Adorable woman nodded. “We have to speak up in times like that. Because this, like the hospital, should be a safe community environment where all should feel welcome and racism should never be tolerated, no matter how sick and old you are.”
“Yeah!”
“Even if it’s just political conversation, it can be upsetting for people. We don’t know who votes for what.”
I jump in, “I know! Like – people actually voted for Trump! Oops – I just did it -”
The adorable woman goes on to share with me a story. She went to Disneyland with her boyfriend (of course she did, bow and all) and they wouldn’t let her walk out the gate for lunch, it was blocked. The street was lined with guns and security and helicopters overhead. It was a Trump rally right next door. “The happiest place in the world, apparently, right next to THAT.”
“Wow.” I say. “Scary.”
She nods and leans back into the jet. I want to stay in but I’m so hot I’ve noticed I’ve become inarticulate, so I wish her adorableness well and head out to do a few more armless laps. As I cling to the paddle board and try not to get water up my nose from the quadra-limbed swimmers, I think about the grandmother. She was not the least bit afraid. Astonishing. She was so gracious with that raging Bruce Willis man. I would have left right away or started an argument with him and really, not because I would be so offended, but because I would have been frightened. Frightened by his intensity, half naked there in the pool.

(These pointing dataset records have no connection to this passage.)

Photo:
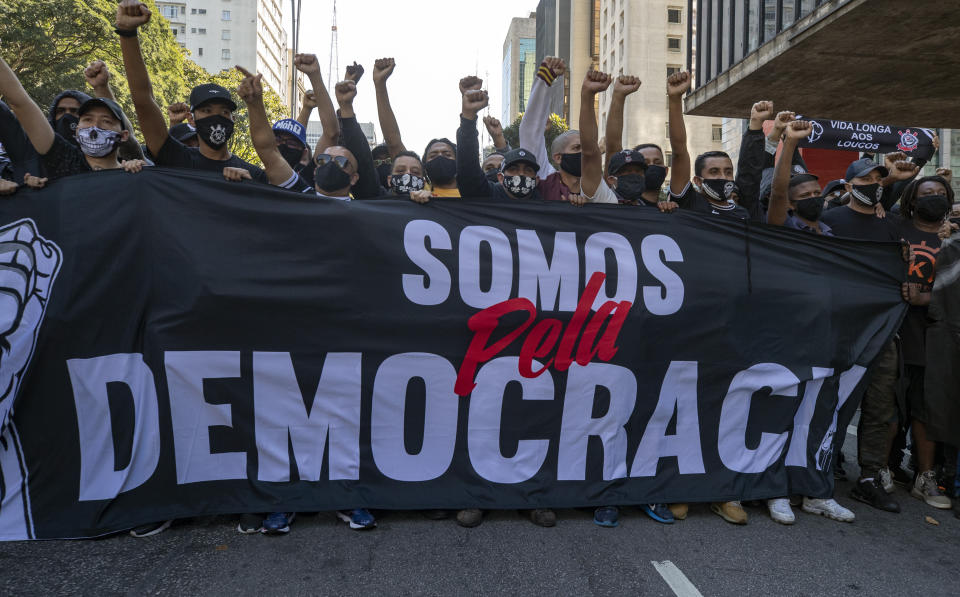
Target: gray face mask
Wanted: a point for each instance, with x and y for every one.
(519, 186)
(97, 142)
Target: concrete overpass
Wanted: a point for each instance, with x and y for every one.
(881, 61)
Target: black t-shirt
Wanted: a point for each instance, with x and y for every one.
(694, 201)
(926, 246)
(849, 223)
(175, 154)
(64, 159)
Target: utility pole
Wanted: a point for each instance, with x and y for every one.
(334, 68)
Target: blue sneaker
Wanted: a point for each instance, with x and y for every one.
(606, 516)
(277, 523)
(658, 512)
(358, 519)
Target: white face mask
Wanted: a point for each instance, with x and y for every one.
(96, 142)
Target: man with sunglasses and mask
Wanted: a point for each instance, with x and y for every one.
(211, 107)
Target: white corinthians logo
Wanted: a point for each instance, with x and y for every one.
(29, 265)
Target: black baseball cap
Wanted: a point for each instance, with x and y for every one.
(862, 167)
(622, 158)
(183, 132)
(517, 156)
(107, 103)
(209, 92)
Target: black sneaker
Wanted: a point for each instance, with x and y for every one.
(872, 493)
(148, 530)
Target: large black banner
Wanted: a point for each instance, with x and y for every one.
(177, 345)
(843, 135)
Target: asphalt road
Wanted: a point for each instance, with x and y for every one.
(879, 554)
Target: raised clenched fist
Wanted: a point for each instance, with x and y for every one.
(595, 82)
(307, 63)
(556, 65)
(346, 91)
(30, 264)
(470, 83)
(354, 73)
(678, 84)
(382, 69)
(625, 85)
(97, 74)
(762, 111)
(132, 14)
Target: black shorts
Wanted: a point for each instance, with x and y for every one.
(916, 402)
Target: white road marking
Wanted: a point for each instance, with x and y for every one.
(678, 582)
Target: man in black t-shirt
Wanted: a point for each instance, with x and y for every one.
(211, 108)
(712, 172)
(99, 132)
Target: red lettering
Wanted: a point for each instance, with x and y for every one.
(564, 356)
(482, 325)
(535, 348)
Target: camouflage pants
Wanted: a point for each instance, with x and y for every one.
(877, 411)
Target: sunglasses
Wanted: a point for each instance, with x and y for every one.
(323, 159)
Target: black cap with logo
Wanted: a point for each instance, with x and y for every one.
(209, 92)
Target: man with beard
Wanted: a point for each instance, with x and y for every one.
(211, 105)
(712, 172)
(555, 185)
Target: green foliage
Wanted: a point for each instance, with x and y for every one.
(556, 126)
(49, 43)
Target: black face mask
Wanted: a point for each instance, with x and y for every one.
(631, 186)
(215, 130)
(868, 194)
(291, 155)
(810, 208)
(654, 176)
(383, 173)
(932, 208)
(331, 177)
(66, 127)
(719, 189)
(570, 163)
(441, 170)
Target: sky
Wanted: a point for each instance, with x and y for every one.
(434, 43)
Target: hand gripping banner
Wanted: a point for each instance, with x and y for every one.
(174, 345)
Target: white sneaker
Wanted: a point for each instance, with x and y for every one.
(829, 508)
(886, 479)
(780, 510)
(925, 488)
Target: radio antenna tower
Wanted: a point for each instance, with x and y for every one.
(334, 68)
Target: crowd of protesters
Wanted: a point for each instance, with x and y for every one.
(884, 200)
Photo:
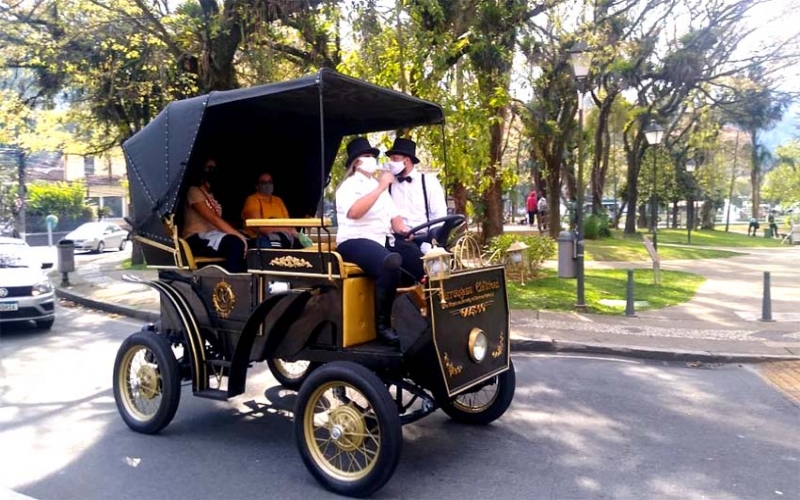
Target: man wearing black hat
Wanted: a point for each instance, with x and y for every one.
(367, 217)
(418, 196)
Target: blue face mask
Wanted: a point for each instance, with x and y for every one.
(266, 187)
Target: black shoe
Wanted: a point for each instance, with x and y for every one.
(388, 335)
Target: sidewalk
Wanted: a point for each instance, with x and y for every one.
(719, 325)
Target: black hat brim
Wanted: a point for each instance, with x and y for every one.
(391, 152)
(374, 151)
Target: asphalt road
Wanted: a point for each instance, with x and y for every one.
(580, 427)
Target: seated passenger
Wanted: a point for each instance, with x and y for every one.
(367, 216)
(204, 229)
(264, 205)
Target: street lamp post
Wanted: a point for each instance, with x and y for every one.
(581, 60)
(654, 133)
(690, 166)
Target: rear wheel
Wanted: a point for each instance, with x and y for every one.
(486, 404)
(146, 382)
(291, 374)
(347, 429)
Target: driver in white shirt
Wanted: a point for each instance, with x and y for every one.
(367, 216)
(419, 198)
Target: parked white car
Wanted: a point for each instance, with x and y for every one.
(25, 291)
(97, 236)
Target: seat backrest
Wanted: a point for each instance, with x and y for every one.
(182, 252)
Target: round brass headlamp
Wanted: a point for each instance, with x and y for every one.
(478, 345)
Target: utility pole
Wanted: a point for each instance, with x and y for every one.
(21, 193)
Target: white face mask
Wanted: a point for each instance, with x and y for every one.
(396, 166)
(369, 164)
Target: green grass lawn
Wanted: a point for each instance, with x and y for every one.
(621, 247)
(552, 293)
(717, 238)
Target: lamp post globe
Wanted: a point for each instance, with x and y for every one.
(581, 61)
(654, 133)
(690, 166)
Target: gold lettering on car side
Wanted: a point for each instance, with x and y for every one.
(224, 299)
(289, 261)
(473, 310)
(452, 370)
(499, 350)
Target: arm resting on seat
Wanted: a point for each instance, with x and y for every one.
(306, 222)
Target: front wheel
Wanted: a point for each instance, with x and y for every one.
(146, 382)
(291, 374)
(486, 404)
(347, 429)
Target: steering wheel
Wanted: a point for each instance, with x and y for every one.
(448, 224)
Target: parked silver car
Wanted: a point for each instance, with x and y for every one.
(25, 292)
(97, 236)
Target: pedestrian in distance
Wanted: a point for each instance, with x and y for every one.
(531, 207)
(752, 226)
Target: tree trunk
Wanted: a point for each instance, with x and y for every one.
(493, 196)
(755, 172)
(600, 159)
(553, 215)
(22, 193)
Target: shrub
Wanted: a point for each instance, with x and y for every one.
(596, 226)
(540, 249)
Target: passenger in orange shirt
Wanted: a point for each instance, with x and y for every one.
(264, 205)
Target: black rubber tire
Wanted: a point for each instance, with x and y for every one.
(385, 412)
(45, 324)
(505, 384)
(158, 353)
(285, 379)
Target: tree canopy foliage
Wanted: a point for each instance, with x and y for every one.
(99, 70)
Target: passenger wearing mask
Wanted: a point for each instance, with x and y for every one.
(204, 229)
(419, 197)
(263, 204)
(367, 217)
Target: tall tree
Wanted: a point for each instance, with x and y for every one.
(755, 105)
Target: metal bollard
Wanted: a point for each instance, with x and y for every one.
(630, 308)
(766, 303)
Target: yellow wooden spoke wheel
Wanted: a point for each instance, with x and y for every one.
(146, 382)
(348, 428)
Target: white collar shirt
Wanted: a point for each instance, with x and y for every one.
(376, 224)
(410, 200)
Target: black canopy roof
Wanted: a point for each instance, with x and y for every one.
(279, 128)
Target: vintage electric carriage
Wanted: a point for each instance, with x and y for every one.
(307, 313)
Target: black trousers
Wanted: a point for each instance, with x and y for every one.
(369, 256)
(231, 249)
(412, 260)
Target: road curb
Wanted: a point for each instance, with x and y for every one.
(132, 312)
(517, 345)
(644, 352)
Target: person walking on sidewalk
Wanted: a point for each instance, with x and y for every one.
(531, 206)
(542, 208)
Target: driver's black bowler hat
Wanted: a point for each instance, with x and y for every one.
(405, 147)
(358, 147)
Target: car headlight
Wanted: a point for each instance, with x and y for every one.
(478, 345)
(42, 288)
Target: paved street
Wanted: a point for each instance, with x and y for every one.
(580, 427)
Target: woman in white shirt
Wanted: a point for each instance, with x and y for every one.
(204, 229)
(367, 217)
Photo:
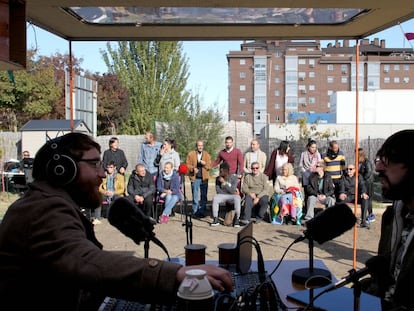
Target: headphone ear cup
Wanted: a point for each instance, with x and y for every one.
(61, 169)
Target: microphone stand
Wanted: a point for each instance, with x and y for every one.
(316, 277)
(188, 214)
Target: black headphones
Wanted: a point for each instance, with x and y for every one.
(61, 168)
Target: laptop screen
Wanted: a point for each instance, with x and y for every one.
(244, 248)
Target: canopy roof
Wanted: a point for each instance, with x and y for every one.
(101, 20)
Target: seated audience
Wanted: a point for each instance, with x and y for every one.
(226, 192)
(112, 186)
(287, 200)
(141, 188)
(168, 187)
(256, 190)
(347, 192)
(167, 154)
(320, 190)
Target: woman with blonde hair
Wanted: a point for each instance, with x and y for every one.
(286, 203)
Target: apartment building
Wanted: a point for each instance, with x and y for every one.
(279, 81)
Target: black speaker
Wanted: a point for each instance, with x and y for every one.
(61, 168)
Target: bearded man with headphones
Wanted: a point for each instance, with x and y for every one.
(50, 258)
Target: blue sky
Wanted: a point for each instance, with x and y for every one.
(207, 59)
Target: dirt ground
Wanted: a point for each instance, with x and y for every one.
(337, 254)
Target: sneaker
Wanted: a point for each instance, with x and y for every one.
(236, 223)
(371, 218)
(215, 222)
(164, 219)
(243, 221)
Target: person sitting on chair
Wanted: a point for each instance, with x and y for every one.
(112, 186)
(141, 188)
(227, 192)
(168, 187)
(319, 190)
(287, 200)
(347, 192)
(256, 191)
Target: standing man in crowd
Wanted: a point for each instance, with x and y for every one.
(141, 189)
(256, 190)
(232, 156)
(392, 279)
(335, 164)
(226, 192)
(199, 163)
(116, 155)
(50, 258)
(150, 148)
(254, 155)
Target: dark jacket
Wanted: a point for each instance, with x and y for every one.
(174, 184)
(347, 186)
(142, 186)
(313, 186)
(391, 228)
(270, 169)
(49, 254)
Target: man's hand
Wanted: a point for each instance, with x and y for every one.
(219, 278)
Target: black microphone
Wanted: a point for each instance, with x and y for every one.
(330, 223)
(131, 221)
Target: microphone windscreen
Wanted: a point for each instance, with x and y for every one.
(330, 223)
(130, 220)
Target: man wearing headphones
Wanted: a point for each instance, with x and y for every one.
(50, 258)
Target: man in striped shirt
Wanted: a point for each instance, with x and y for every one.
(335, 164)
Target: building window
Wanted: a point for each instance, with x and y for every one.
(311, 63)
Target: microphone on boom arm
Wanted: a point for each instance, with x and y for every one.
(327, 225)
(131, 221)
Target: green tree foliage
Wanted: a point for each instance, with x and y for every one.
(113, 104)
(192, 123)
(155, 75)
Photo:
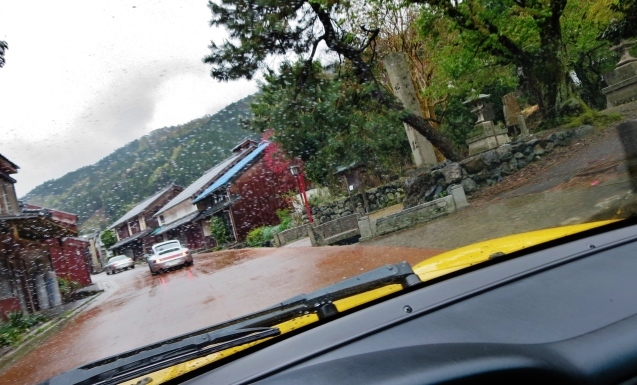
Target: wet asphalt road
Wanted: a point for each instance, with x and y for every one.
(137, 309)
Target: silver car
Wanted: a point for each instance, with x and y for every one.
(167, 255)
(119, 263)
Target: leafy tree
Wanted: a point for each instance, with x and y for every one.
(108, 238)
(3, 48)
(624, 28)
(527, 34)
(332, 121)
(260, 29)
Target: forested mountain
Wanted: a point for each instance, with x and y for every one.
(180, 154)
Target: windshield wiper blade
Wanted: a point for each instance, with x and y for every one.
(236, 332)
(134, 363)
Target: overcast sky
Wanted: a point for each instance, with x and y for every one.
(84, 77)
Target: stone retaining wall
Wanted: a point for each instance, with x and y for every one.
(334, 231)
(370, 228)
(290, 235)
(378, 198)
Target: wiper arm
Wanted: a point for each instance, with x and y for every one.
(236, 332)
(132, 364)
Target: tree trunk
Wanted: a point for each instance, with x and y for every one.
(400, 79)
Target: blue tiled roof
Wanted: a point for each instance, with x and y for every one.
(232, 172)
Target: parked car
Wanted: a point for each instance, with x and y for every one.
(168, 255)
(119, 263)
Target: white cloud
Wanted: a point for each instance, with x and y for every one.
(83, 78)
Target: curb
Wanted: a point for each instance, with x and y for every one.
(35, 338)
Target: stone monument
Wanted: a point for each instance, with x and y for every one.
(513, 118)
(485, 135)
(622, 82)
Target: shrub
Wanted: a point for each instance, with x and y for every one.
(285, 219)
(67, 288)
(12, 330)
(257, 237)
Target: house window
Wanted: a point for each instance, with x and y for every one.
(5, 206)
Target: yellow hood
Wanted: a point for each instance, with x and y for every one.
(460, 258)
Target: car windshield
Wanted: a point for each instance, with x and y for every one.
(287, 146)
(166, 248)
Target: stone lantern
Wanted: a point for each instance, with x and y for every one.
(485, 134)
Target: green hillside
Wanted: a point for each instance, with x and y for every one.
(179, 154)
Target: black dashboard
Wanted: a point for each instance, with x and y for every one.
(565, 314)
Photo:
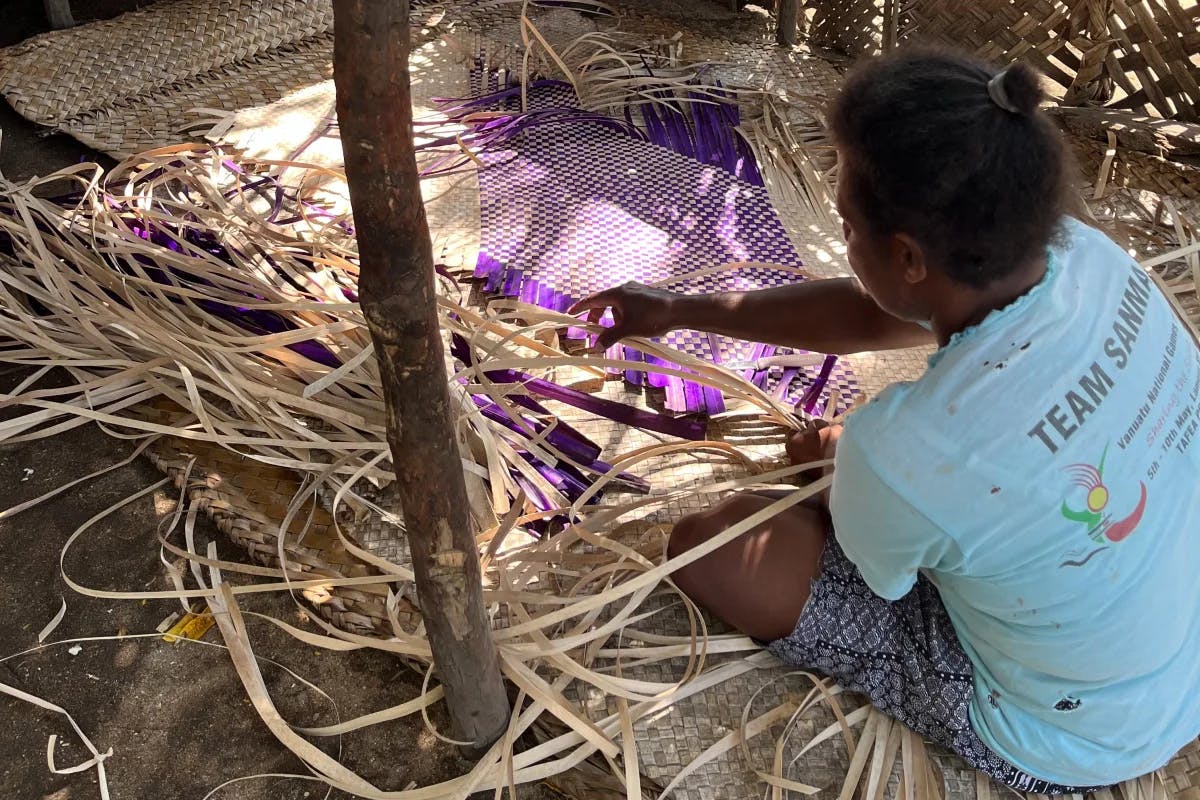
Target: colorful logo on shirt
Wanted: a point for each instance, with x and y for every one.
(1096, 513)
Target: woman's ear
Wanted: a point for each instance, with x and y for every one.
(907, 254)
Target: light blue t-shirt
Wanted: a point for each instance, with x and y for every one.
(1044, 473)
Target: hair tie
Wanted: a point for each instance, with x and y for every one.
(997, 94)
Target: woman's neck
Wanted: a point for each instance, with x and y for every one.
(963, 307)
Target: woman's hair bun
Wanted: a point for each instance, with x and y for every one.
(1023, 88)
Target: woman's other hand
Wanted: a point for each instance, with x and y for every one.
(637, 310)
(815, 441)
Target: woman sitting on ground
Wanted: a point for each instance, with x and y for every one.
(1007, 563)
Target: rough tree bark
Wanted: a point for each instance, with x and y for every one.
(787, 22)
(396, 290)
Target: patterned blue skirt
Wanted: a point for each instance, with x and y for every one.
(904, 656)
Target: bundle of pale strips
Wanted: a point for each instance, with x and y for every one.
(571, 602)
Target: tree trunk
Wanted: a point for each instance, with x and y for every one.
(396, 290)
(58, 13)
(787, 22)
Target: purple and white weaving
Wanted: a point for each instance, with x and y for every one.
(576, 205)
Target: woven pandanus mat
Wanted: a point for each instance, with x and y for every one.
(66, 74)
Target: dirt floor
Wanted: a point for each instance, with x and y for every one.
(175, 715)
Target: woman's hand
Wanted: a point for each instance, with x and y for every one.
(815, 441)
(637, 310)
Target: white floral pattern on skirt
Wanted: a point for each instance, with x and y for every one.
(904, 656)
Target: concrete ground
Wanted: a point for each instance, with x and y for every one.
(175, 715)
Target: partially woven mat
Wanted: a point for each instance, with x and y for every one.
(268, 80)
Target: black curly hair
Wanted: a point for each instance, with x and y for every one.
(973, 174)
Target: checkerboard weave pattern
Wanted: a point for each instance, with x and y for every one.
(573, 209)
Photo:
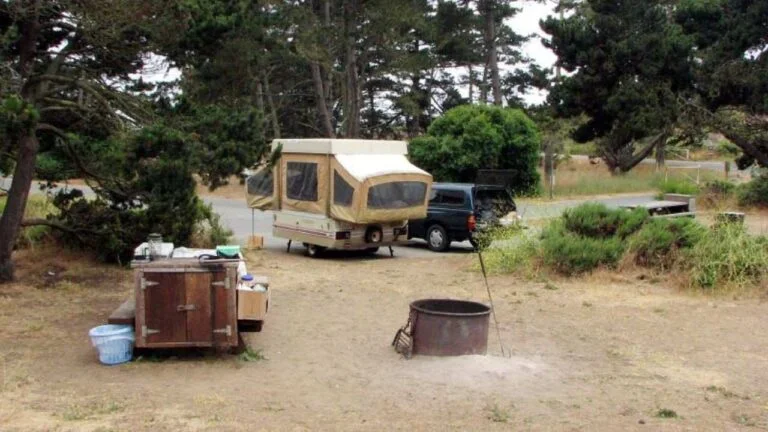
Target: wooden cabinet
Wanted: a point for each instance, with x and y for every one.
(186, 303)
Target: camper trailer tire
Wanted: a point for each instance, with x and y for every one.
(437, 238)
(314, 251)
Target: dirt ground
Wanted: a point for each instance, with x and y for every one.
(602, 353)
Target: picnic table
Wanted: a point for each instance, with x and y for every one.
(673, 205)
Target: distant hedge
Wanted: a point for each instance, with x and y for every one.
(474, 137)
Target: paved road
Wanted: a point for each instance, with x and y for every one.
(242, 221)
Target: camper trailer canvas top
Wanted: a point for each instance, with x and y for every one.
(325, 190)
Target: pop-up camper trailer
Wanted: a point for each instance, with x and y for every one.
(341, 193)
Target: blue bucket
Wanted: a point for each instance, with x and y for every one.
(113, 342)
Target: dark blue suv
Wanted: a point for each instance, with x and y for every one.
(458, 211)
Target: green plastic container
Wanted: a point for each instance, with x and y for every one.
(229, 251)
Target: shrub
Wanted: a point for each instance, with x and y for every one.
(570, 253)
(597, 221)
(728, 256)
(754, 193)
(209, 232)
(473, 137)
(658, 242)
(520, 254)
(717, 193)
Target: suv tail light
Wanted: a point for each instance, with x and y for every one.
(471, 223)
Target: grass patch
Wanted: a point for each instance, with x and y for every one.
(249, 355)
(658, 242)
(597, 221)
(497, 414)
(570, 254)
(665, 413)
(520, 255)
(727, 257)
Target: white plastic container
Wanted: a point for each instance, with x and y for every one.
(113, 342)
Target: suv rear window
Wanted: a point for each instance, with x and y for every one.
(497, 201)
(448, 198)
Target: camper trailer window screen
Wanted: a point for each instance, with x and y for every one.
(301, 179)
(342, 191)
(261, 183)
(397, 195)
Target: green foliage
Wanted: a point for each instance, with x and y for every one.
(628, 62)
(209, 232)
(717, 193)
(518, 255)
(658, 242)
(666, 413)
(484, 238)
(599, 222)
(570, 253)
(473, 137)
(150, 189)
(728, 257)
(728, 148)
(754, 193)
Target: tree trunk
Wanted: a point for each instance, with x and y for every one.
(322, 108)
(372, 118)
(10, 222)
(272, 110)
(661, 154)
(261, 108)
(484, 86)
(549, 166)
(471, 83)
(490, 46)
(329, 47)
(352, 92)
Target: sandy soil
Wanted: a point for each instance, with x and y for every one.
(603, 353)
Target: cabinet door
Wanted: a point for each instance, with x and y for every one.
(198, 308)
(159, 297)
(224, 307)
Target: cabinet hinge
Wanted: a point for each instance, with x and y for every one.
(145, 283)
(146, 332)
(226, 330)
(225, 283)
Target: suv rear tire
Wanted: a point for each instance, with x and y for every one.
(437, 238)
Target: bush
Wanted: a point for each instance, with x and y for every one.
(658, 242)
(520, 254)
(570, 253)
(728, 256)
(754, 193)
(474, 137)
(597, 221)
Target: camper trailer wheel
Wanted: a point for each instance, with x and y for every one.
(437, 238)
(314, 251)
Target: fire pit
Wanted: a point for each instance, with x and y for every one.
(444, 328)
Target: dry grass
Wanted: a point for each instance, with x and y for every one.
(581, 178)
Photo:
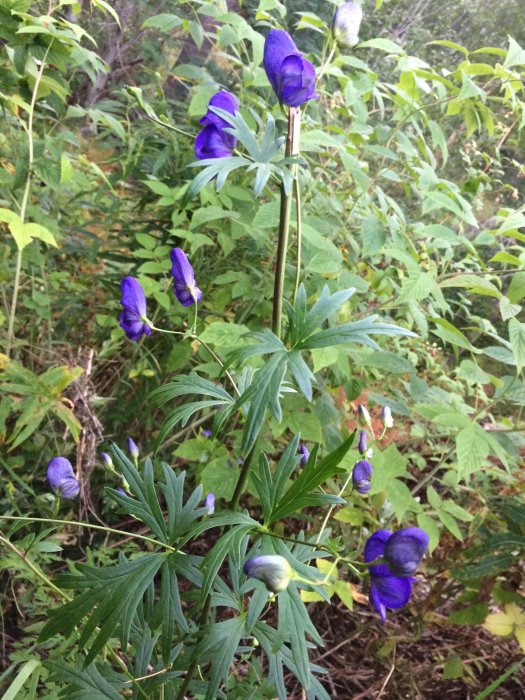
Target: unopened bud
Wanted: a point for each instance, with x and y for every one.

I catch myself out of breath in the slow lane. Ah. Yes. The RMT told me I breathe shallow. Like a scared rabbit. I was offended by this, of course, because I know how to breathe properly. On stage. I play big strong women. On stage.
I roll over on my back, kick my legs, look up to the ceiling, relax my neck and wait for the coloured flags. I imagine I’m eighty years old and an eggplant and nothing can scare me now.